Cooling System Flush in Mooresville, NC
At STR Automotive, we have a top of the line coolant flush machine with adapters for all makes and models including European vehicles such as Mercedes Benz, BMW, and Audi. Our technicians are trained and have experience in servicing the cooling system in all makes and models. Failures to the cooling system are the number one cause of breakdowns. We’ve put together this FAQ to help our customers understand why having their cooling system serviced on a regular basis will help them avoid a breakdown due to a cooling system failure.
What is Coolant?
Also referred to as antifreeze, coolant is the liquid that carries the heat caused by the engine’s combustion away from the engine in order to maintain the optimal operating temperature for performance and fuel economy. It also serves a second purpose in that it is the liquid used in the vehicle’s HVAC system to provide heat to the vehicle’s passengers.
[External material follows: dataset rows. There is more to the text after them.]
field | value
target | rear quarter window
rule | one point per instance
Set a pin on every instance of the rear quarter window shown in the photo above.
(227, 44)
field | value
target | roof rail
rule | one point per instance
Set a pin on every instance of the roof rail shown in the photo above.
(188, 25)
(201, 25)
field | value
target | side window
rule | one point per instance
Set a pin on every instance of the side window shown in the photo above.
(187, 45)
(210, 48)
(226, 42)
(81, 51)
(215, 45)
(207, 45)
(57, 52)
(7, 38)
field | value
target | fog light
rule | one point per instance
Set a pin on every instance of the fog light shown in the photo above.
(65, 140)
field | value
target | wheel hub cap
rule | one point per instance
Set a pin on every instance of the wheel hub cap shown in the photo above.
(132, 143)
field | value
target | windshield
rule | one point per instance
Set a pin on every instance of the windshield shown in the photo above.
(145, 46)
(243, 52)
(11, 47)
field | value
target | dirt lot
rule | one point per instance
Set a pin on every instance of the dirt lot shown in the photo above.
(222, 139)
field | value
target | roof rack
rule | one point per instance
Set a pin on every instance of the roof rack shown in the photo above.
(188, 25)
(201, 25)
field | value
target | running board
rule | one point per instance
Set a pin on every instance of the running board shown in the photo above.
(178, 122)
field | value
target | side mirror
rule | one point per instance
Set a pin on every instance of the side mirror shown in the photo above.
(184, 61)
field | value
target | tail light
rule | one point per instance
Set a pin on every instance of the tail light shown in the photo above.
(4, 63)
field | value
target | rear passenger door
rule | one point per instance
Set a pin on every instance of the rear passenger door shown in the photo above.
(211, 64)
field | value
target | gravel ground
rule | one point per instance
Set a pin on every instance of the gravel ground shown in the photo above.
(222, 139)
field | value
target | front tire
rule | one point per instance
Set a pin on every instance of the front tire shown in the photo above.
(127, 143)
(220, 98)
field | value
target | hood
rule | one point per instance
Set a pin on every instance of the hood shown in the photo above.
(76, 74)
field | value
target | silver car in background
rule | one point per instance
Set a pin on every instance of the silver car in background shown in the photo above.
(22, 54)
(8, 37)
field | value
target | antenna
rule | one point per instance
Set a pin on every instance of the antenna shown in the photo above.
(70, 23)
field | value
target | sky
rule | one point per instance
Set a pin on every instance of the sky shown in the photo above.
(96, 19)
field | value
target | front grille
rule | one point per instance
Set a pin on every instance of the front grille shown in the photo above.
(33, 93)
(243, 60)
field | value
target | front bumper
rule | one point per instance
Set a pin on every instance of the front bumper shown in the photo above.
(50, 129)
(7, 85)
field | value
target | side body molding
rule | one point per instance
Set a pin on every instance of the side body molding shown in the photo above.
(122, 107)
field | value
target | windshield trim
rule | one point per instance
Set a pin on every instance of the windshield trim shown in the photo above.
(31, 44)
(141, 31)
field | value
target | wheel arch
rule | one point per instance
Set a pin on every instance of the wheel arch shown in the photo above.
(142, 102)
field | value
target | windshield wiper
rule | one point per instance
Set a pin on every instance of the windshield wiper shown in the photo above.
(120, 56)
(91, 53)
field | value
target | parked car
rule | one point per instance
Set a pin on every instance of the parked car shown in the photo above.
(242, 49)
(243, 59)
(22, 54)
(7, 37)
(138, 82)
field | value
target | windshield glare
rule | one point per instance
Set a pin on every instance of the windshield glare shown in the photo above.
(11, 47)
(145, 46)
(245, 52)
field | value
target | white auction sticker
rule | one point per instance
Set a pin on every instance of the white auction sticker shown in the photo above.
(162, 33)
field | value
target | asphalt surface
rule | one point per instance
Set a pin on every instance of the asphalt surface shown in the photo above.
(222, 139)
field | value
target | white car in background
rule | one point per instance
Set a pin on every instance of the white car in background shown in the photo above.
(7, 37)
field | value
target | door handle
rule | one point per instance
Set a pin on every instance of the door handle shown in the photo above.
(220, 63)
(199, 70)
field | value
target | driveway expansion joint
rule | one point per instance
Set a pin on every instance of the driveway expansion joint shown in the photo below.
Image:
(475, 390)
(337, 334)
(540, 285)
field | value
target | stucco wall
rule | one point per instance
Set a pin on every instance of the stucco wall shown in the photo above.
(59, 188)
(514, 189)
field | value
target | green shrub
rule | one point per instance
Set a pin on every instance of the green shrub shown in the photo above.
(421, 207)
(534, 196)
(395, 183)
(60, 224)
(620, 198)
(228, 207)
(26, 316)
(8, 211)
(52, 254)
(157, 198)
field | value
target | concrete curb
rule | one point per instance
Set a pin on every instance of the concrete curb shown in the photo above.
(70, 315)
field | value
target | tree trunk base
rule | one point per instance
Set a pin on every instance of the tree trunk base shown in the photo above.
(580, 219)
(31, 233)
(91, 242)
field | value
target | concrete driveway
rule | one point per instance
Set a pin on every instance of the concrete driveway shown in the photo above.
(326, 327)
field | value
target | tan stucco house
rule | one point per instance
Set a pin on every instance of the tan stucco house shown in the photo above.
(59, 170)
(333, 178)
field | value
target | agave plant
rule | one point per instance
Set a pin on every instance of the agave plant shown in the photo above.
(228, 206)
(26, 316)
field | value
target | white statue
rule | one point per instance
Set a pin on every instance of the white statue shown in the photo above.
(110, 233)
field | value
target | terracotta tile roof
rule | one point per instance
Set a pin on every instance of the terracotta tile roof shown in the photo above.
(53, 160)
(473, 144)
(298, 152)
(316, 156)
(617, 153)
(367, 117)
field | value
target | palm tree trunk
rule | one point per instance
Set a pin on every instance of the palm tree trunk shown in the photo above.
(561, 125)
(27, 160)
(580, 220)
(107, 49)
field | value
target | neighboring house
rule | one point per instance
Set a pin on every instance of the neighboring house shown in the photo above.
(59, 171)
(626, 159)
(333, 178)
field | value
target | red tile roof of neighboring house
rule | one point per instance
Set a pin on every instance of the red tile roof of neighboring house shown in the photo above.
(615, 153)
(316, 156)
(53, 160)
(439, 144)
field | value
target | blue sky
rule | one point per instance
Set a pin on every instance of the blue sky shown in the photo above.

Water is actually a better liquid in terms of cooling ability than coolant/antifreeze, but water suffers from one major drawback, it’ll freeze. The cooling system is completely full and void of air, so if the coolant were to freeze it would not have room to expand as it froze. This would cause gaskets and even the engine itself to break from the pressure. This is why antifreeze is used in conjunction with water, typically in a 50/50 mixture.
What is a Coolant Flush?
A coolant flush refers to the process of removing the old coolant and refilling the system with new coolant. The process begins by adding a cleaning chemical that is designed to dissolve rust build up. The system is then allowed to run for around 15 minutes to circulate the chemical and give it some time to work it’s magic. After that, it’s time for the actual exchange of coolant.
The coolant machine is hooked up the vehicle via one of the system’s hoses. The machine works by pumping out the old coolant, measuring the amount recovered, and then pumping the same amount of new coolant back into the system. This process usually takes around 20-30 minutes and uses 2-4 gallons of coolant depending on the system’s size.
The last step in the process is adding a conditioning chemical to the system. The conditioner has chemicals that add strength and elasticity back to the hoses and gaskets in the system in order to prevent leaks from forming.
A question we get often is why we can’t just drain the radiator and refill it. The answer is that we could, but it would not be as effective. The radiator hold around 30% of the cooling system’s total capacity. So by “draining and filling” the radiator, we are not removing the majority of the worn out coolant.
Why do I Need a Coolant Flush?
Coolant is naturally acidic, and acid doesn’t react well to metal or rubber which are the primary materials that the cooling system is constructed of. The other half of the coolant, water, has a bad habit of causing rust when in come in contact with metal. To counteract these effects, additives are added to the coolant to bring it to a neutral state and prevent rust. Unfortunately, these additives get used up through use and also deplete naturally over time. Once the additives are gone, the acidic coolant begins to corrode and eat away at the cooling system from the inside out. Eventually, this will cause leaks and or a clog due to rust build up.
Once the rust and corrosion has begun inside the system, it’s very difficult to get all of it out even with a coolant flush. This is why it is so important to have your coolant changed on schedule.
How Often Should I Change my Coolant?
There are multiple types of coolant used by manufacturers, and they last different lengths of time so there is no 1 correct answer to the question. It’s best to refer to your owner’s manual or ask one of the service advisors at STR. We have software that allows us to look up the needs of every vehicle.
With that being said, the general rule is that coolant should be changed at least every 5 years regardless of mileage. Some coolants require more frequent intervals. One thing that is generally overlooked in calculating when the coolant should be changed is that the car is manufactured in the year prior to the year it’s labeled. So for example, if you have a 2015 vehicle, it was manufactured in 2014. That means that you should have your coolant changed in 2019 not 2020.